- Born: Evangéline Louise Lombard February 2, 1890 Eaux-Vives, Geneva, Switzerland
- Died: January 8, 1978 (aged 87) Thônex, Geneva, Switzerland
- Education: University of Geneva (MD, 1918) London School of Hygiene & Tropical Medicine (1920-1921)
- Occupations: Physician, missionary
- Known for: Director of hospital in Udupi, India

= Eva Lombard =

Swiss physician and missionary who worked in India (1890-1978)

Evangéline "Eva" Lombard (2 February 1890 – 8 January 1978) was a Swiss physician and missionary who worked in India for the Basel Mission. She was one of the first Swiss women to direct a hospital in India and served as director of a women's and children's hospital in Udupi, Karnataka, from 1923 to 1954.

== Early life and education ==
Eva Lombard was born in Les Eaux-Vives, Geneva, to Victor Jacques Lombard, a banker who had abandoned his career to work as a chaplain in Genevan penitentiary establishments (notably the prisons of Saint-Antoine and l'Evêché), and Elisabeth née Toméï, from Riga, who taught reading and writing to female prisoners. She grew up with her older sister, Bénédictine Rita Lombard, in a family involved in banking activities and imbued with evangelical Christianity. Her grandfather, Alexandre Lombard, had played a major role in maintaining Sunday as a day of rest.

After completing her schooling in Geneva and obtaining a federal matura at Calvin College, Eva Lombard began medical studies at the University of Geneva in 1912, which she completed with a doctorate in 1918. She was active in Christian student societies and participated in meetings in Constantinople in 1911 and Mohonk Mountain House (New York) in 1913 as a delegate of the World Student Christian Federation. Eva Lombard remained unmarried and childless.

== Medical training and mission work ==
Wishing to engage in mission work as a physician, she went to London to attend courses at the London School of Hygiene & Tropical Medicine (1920-1921). Eva Lombard shared the conviction of her father, who was persuaded he had experienced a miraculous healing in 1889 and was convinced of the divine capacity to act on human bodies.

From 1921 to 1954, Lombard worked in Kanara (State of Karnataka), on the western coast of India, first under the auspices of the Evangelical Canarese Mission – a Swiss Romand organization that had taken over the activities of the Basel Mission in India after the First World War – then, from 1927, under the Basel Mission itself.

In June 1923, after familiarizing herself with hospital management in Mysore and the Kannada language, she inaugurated a new hospital for women and children in Udupi, of which she became director, financed largely by a donation from her mother. The hospital evolved from a small six-bed structure to an important regional institution, having 200 beds at the beginning of the 21st century and renamed Lombard Memorial Hospital. Eva Lombard worked from 1957 to 1960 in another hospital in the region, at Mandagadde, before retiring until her death at the Abbey of Presinge near Geneva (a rest home belonging to the deaconesses of Bern).

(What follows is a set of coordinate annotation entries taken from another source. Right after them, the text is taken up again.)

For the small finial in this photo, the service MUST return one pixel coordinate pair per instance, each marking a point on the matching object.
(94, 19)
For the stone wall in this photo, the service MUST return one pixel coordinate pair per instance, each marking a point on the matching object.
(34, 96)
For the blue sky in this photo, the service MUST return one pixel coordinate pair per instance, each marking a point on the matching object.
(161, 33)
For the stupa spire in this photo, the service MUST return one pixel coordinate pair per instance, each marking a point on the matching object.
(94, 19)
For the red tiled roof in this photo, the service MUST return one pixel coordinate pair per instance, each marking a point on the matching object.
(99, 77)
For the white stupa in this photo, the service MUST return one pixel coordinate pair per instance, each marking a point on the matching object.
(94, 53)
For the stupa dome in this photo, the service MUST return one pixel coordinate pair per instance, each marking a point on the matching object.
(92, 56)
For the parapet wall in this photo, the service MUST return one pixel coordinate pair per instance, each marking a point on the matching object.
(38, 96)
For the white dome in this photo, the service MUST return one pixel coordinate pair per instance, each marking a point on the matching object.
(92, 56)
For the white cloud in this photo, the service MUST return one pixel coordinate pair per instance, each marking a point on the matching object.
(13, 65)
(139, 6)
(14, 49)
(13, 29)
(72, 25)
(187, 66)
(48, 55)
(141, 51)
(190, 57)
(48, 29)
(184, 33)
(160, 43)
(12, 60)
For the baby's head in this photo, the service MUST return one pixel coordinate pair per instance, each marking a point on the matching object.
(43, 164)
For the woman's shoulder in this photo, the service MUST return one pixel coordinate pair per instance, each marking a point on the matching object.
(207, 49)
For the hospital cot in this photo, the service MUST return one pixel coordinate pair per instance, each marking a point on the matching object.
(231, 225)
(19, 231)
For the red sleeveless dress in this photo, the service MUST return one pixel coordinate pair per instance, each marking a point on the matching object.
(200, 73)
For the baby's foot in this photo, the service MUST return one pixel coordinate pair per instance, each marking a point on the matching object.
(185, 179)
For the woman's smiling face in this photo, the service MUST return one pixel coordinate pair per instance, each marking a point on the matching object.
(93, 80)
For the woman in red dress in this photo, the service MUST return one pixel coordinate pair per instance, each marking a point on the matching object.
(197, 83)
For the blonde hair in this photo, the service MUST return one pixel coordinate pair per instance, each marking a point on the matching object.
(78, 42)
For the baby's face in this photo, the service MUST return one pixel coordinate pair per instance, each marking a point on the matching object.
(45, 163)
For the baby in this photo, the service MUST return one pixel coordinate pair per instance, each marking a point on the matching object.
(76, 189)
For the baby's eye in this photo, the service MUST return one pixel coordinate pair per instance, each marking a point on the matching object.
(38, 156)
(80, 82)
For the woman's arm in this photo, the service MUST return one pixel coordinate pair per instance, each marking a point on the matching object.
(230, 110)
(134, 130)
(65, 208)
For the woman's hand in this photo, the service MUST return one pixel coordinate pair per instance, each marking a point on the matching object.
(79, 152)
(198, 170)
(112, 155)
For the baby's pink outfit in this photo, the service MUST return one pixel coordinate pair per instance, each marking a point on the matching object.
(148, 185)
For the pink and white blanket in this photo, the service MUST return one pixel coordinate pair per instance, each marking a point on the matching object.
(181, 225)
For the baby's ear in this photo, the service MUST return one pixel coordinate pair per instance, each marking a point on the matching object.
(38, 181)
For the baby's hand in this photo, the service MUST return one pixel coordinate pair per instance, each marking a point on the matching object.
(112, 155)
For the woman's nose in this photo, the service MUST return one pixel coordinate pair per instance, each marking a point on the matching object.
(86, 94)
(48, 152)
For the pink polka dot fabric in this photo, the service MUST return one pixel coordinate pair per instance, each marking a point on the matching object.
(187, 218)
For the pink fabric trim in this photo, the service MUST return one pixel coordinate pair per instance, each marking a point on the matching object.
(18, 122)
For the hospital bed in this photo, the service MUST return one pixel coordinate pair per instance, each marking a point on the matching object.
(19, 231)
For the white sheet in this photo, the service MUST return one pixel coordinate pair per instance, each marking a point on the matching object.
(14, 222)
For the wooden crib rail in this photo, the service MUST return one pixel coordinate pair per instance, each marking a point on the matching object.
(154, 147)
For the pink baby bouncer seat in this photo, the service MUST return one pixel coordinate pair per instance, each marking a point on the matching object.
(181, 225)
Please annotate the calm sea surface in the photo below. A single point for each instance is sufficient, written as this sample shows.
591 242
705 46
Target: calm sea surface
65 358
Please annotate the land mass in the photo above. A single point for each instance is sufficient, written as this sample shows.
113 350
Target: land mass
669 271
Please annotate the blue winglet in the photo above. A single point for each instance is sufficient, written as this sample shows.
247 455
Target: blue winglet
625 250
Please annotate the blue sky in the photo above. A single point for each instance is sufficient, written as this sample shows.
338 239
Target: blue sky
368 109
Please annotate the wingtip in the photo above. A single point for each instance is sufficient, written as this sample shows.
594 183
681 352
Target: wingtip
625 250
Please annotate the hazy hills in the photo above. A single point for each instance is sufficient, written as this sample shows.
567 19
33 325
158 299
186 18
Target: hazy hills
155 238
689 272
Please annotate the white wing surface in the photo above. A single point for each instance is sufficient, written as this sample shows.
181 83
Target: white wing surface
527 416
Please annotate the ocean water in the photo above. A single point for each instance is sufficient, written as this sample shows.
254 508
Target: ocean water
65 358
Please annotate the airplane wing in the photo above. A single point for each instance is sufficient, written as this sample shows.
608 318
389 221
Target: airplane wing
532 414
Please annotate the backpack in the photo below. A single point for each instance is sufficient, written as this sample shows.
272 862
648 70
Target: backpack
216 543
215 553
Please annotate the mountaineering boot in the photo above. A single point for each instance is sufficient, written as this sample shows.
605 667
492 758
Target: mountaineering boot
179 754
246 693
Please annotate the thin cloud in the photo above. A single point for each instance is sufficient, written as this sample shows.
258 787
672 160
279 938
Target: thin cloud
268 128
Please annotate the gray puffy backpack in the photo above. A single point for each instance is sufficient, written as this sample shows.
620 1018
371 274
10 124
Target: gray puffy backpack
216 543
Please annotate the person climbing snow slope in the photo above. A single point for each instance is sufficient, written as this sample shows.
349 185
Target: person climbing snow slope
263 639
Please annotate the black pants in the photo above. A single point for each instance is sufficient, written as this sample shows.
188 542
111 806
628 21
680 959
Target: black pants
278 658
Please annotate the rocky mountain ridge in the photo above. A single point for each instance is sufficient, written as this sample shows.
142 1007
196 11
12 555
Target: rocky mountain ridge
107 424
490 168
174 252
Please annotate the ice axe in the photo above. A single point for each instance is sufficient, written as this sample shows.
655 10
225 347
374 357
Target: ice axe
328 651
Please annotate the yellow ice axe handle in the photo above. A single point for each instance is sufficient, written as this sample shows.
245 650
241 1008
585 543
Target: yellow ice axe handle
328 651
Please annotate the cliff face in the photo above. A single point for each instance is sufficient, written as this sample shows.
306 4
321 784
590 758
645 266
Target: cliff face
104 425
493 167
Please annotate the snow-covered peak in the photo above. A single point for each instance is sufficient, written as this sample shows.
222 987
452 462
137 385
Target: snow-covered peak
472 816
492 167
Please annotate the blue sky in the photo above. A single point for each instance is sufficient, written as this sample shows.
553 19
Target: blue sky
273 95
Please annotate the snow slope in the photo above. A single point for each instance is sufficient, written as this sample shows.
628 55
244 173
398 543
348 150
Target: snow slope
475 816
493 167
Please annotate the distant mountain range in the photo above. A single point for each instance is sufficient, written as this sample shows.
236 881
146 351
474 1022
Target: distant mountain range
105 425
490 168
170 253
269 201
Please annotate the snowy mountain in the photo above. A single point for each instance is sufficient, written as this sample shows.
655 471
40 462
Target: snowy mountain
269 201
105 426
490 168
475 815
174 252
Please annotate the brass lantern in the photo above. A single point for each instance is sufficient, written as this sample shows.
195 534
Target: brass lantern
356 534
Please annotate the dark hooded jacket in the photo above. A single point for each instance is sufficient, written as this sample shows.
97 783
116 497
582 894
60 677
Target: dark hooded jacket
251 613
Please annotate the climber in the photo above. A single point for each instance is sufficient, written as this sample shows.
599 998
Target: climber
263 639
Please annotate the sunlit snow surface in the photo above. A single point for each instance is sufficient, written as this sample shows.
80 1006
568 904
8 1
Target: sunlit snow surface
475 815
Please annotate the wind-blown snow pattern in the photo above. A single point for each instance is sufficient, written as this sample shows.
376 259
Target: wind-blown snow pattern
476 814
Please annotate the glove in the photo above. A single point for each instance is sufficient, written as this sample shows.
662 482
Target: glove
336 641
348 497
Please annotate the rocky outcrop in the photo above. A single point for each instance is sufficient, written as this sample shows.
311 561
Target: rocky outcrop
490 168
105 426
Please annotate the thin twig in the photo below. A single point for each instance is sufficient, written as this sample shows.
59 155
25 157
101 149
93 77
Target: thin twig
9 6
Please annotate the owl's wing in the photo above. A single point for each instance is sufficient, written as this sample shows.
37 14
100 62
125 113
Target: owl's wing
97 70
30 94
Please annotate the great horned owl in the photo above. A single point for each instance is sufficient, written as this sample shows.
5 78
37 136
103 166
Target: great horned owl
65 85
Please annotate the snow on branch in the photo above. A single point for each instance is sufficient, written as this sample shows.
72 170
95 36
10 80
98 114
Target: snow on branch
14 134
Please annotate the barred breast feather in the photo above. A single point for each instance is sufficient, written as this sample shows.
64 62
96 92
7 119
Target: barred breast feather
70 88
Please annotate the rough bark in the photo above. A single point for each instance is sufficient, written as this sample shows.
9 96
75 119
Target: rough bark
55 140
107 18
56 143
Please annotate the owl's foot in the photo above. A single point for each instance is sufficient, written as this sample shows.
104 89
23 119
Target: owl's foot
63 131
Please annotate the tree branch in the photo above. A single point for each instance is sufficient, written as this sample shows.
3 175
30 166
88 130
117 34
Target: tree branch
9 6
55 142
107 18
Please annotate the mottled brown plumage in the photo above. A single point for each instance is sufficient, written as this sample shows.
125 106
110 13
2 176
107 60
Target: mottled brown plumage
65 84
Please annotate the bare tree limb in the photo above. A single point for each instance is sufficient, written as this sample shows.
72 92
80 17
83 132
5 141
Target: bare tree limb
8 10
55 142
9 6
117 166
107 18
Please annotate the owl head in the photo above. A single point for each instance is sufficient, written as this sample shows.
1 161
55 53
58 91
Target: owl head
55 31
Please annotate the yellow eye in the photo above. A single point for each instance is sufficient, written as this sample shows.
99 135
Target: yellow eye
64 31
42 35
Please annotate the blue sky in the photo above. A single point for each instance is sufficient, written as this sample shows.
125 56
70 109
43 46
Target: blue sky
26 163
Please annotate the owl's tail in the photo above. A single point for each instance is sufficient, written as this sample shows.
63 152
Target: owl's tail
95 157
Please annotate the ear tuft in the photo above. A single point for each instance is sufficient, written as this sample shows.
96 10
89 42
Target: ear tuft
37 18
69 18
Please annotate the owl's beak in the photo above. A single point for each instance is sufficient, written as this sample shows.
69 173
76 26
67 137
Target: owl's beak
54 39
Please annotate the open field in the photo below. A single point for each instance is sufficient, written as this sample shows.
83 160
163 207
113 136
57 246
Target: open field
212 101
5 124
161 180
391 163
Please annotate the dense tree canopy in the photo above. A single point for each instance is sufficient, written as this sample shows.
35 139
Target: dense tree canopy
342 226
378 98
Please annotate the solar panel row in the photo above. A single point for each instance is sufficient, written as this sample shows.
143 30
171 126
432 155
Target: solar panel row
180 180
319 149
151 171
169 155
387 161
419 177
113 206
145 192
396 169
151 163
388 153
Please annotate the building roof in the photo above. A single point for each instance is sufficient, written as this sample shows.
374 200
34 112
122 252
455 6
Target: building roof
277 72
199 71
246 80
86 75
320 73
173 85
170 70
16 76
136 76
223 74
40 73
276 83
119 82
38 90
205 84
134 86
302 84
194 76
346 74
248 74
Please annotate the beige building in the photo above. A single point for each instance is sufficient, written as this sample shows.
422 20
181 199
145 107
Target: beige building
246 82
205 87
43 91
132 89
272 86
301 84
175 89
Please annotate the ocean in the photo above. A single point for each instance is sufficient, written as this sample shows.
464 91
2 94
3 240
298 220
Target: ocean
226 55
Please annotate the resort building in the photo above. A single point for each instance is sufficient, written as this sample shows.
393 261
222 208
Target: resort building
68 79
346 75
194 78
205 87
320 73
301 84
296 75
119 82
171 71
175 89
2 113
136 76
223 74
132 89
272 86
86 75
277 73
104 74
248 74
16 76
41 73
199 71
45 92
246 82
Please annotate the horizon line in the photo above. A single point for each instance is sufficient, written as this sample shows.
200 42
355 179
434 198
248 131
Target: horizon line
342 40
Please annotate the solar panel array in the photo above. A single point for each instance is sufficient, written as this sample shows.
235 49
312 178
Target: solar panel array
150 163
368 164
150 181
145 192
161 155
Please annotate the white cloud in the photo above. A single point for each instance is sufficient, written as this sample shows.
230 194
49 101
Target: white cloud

With Elisabeth Petitpierre, Eva Lombard was one of the first Swiss female missionaries to have directed a hospital in India for many years.

== Writings and advocacy ==
The letters regularly sent to her family testify to the difficulties encountered and her progressive discovery of local society. A selection of her first missives, with a choice of photographs, was published in German translation in 1924 under the auspices of the Evangelical Canarese Mission, which was then concerned with finding support in the German-speaking part of the Swiss Confederation. Through her lectures given in Switzerland, notably to the Swiss Association of University Women, on her activity and on the situation of women in India, Eva Lombard can be considered as the representative of a feminism imbued with both Protestant values and colonial thought patterns.

== Bibliography ==

- Lombard, Eva: Etude sur un cas d'hydrocéphalie interne chronique, doctoral thesis, University of Geneva, 1918.
- Lombard, Eva: Excursion médicale au pays de Mysore, 1922.
- Lombard, Eva: Briefe einer Missionsärztin, 1924.
- Lombard, Eva: "Le travail médical parmi les femmes au sud de l'Inde", in: Annuaire des femmes suisses, 1929, pp. 44-55.
- Lombard, Eva: Quelques Conseils d'Hygiène à celles qui partent en Mission, 1939.
- Lombard, Eva; Salins, K.A.: Silver Jubilee of the Basel Mission Hospital, Udipi, 1923-1948, 1949.